1.2. Die für die vorliegende Rechtssache maßgebenden - und im angefochtenen Umfang unterstrichenen - Bestimmungen des VII. Hauptstücks der NO über Notariatskandidaten und Notariatssubstituten lauten in ihrem Zusammenhang:
"§117 (1) Der Notar kann in seiner Kanzlei Angestellte unter seiner Leitung und Aufsicht zum Notariat heranbilden.
(2) Notariatskandidaten sind diese Angestellten nur, wenn sie in das bei der Notariatskammer geführte Verzeichnis der Notariatskandidaten eingetragen sind. Die Eintragung ist auf Anzeige des Notars vorzunehmen, wenn die Voraussetzungen hiefür gegeben sind.
...
§117 a (1) Die Notariatskammer hat ein Verzeichnis über sämtliche Notariatskandidaten ihres Sprengels zu führen.
(2) Auf die Anzeige des Notars (§117 Abs2) darf als Notariatskandidat in dieses Verzeichnis nur eingetragen werden, wer nachweist, daß er österreichischer Staatsbürger und von ehrenhaftem Vorleben ist, das Studium der Rechtswissenschaften im Sinn des §6 Abs1 litb zurückgelegt und mindestens neun Monate bei einem inländischen Gericht in rechtsberuflicher Tätigkeit verbracht hat. Außerdem darf er an dem Tag, mit dem seine erstmalige Eintragung wirksam würde, das 35. Lebensjahr nicht vollendet haben; eine neuerliche Eintragung in ein Verzeichnis nach dem 35. Lebensjahr ist nur zulässig, wenn der Betreffende bereits insgesamt mindestens ein Jahr als Notariatskandidat in einem Verzeichnis eingetragen gewesen ist. Der Nachweis der mindestens neunmonatigen Gerichtspraxis ist nur bei der erstmaligen Eintragung zu erbringen.

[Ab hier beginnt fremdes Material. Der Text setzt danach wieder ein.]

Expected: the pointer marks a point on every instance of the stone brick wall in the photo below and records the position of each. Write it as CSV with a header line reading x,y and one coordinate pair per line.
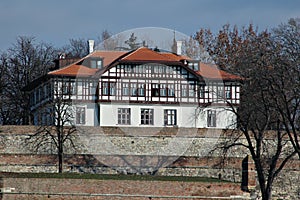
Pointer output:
x,y
98,149
31,188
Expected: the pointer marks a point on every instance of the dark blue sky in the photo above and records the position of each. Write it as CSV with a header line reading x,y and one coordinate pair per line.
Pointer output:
x,y
57,21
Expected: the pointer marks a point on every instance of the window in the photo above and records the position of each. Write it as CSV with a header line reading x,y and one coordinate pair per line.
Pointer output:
x,y
155,90
105,86
184,90
133,89
211,118
171,92
80,115
201,91
170,117
227,92
112,89
147,116
163,90
141,90
108,88
125,89
191,90
124,116
220,94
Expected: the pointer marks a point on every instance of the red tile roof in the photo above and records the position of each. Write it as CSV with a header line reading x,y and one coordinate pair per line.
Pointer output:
x,y
108,56
212,72
142,54
74,70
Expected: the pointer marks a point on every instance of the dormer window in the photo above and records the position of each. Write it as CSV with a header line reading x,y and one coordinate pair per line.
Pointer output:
x,y
96,64
194,65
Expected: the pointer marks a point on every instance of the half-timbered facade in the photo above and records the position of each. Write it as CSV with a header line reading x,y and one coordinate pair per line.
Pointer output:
x,y
139,88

(3) Auch bei Vorliegen der Voraussetzungen des Abs2 kann die Eintragung aus einem wichtigen Grund verweigert werden; solche sind besonders mangelnde Vertrauenswürdigkeit, anstößiger oder liederlicher Lebenswandel; zerrüttete Vermögensverhältnisse oder unzureichende Ausbildungsmöglichkeit.
(4) Über die Eintragung hat die Notariatskammer zu entscheiden. Soll die Eintragung verweigert werden, so hat die Notariatskammer den Bewerber und den Notar zu hören. Gegen die Entscheidung über die Eintragung steht sowohl dem Bewerber als auch dem anzeigenden Notar die Berufung (§138) zu."

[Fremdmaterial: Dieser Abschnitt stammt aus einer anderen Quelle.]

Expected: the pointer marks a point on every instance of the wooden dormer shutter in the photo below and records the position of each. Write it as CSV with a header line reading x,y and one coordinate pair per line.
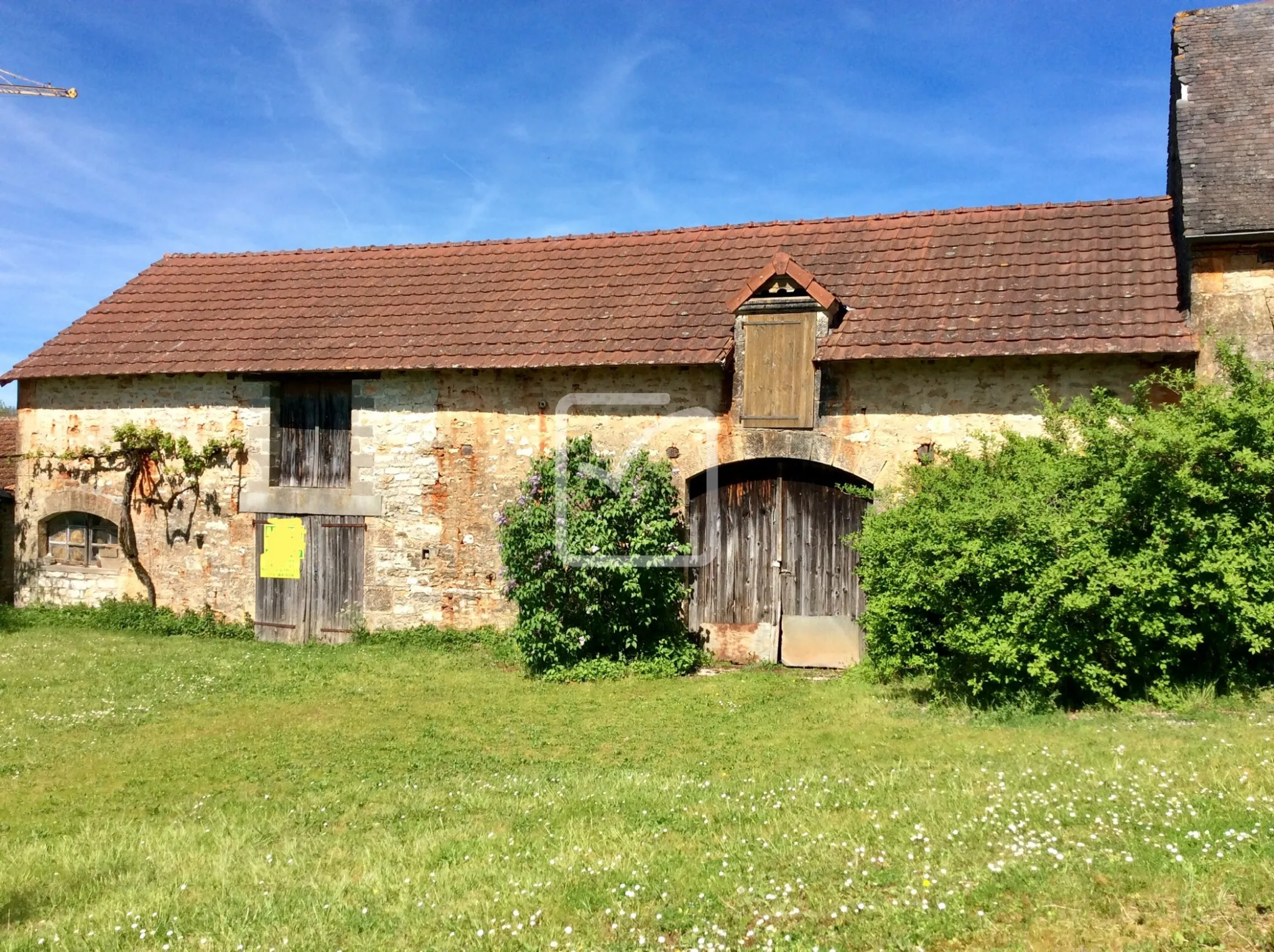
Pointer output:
x,y
780,314
779,370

1.3. Die Bundesregierung erstattete eine Äußerung, in der sie für die Zurückweisung, in eventu für die Abweisung des Antrags eintrat.
2. Über den Antrag wurde erwogen:
2.1. Gemäß Art140 Abs1 letzter Satz B-VG erkennt der Verfassungsgerichtshof "über Verfassungswidrigkeit von Gesetzen auf Antrag einer Person, die unmittelbar durch diese Verfassungswidrigkeit in ihren Rechten verletzt zu sein behauptet, sofern das Gesetz ohne Fällung einer gerichtlichen Entscheidung oder ohne Erlassung eines Bescheids für diese Person wirksam geworden ist ...". Ein solcher Antrag hat gemäß §62 Abs1 zweiter Satz VerfGG 1953 die gegen die Verfassungsmäßigkeit des Gesetzes sprechenden Bedenken im einzelnen darzulegen. Weiters ist darin (auch) darzutun, inwieweit das Gesetz ohne Fällung einer gerichtlichen Entscheidung oder ohne Erlassung eines Bescheids für diese Person tatsächlich wirksam wurde (§62 Abs1 letzter Satz VerfGG 1953).

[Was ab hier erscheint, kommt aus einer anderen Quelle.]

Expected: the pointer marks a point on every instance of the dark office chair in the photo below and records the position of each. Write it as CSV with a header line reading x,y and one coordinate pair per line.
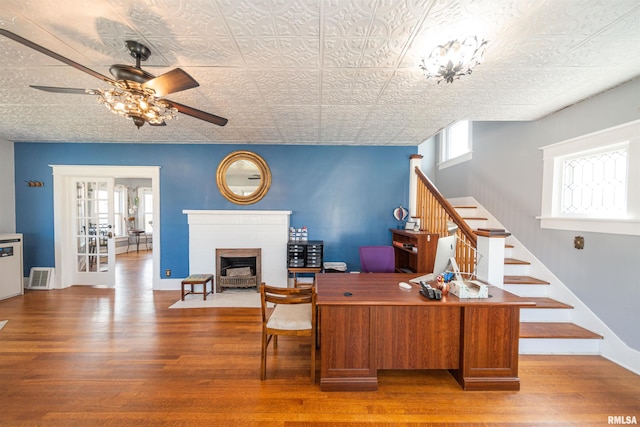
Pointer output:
x,y
377,259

2.2. Zu §117 a Abs2 zweiter Satz, erster Teil NO:
2.2.1. Die Anfechtungswerberin führt zur Unmittelbarkeit des Eingriffs in ihre Rechte aus, ein namentlich genannter Notar habe ihre Beschäftigung als Notariatskandidatin ausdrücklich davon abhängig gemacht, daß sie sämtliche gesetzlichen Voraussetzungen für die Eintragung in das Verzeichnis der Notariatskandidaten erfülle. Abgesehen davon, könne sie den ausbildenden Notar nicht dazu verhalten, eine Anzeige zur Eintragung in das Verzeichnis der Notariatskandidaten einzureichen. Selbst wenn eine Anzeige auf Eintragung in das Verzeichnis der Notariatskandidaten an die Notariatskammer erginge, hätte die Antragstellerin im Eintragungsverfahren keine Parteistellung; sie könnte somit gegen eine Verweigerung dieser Eintragung auch kein (zulässiges) Rechtsmittel erheben.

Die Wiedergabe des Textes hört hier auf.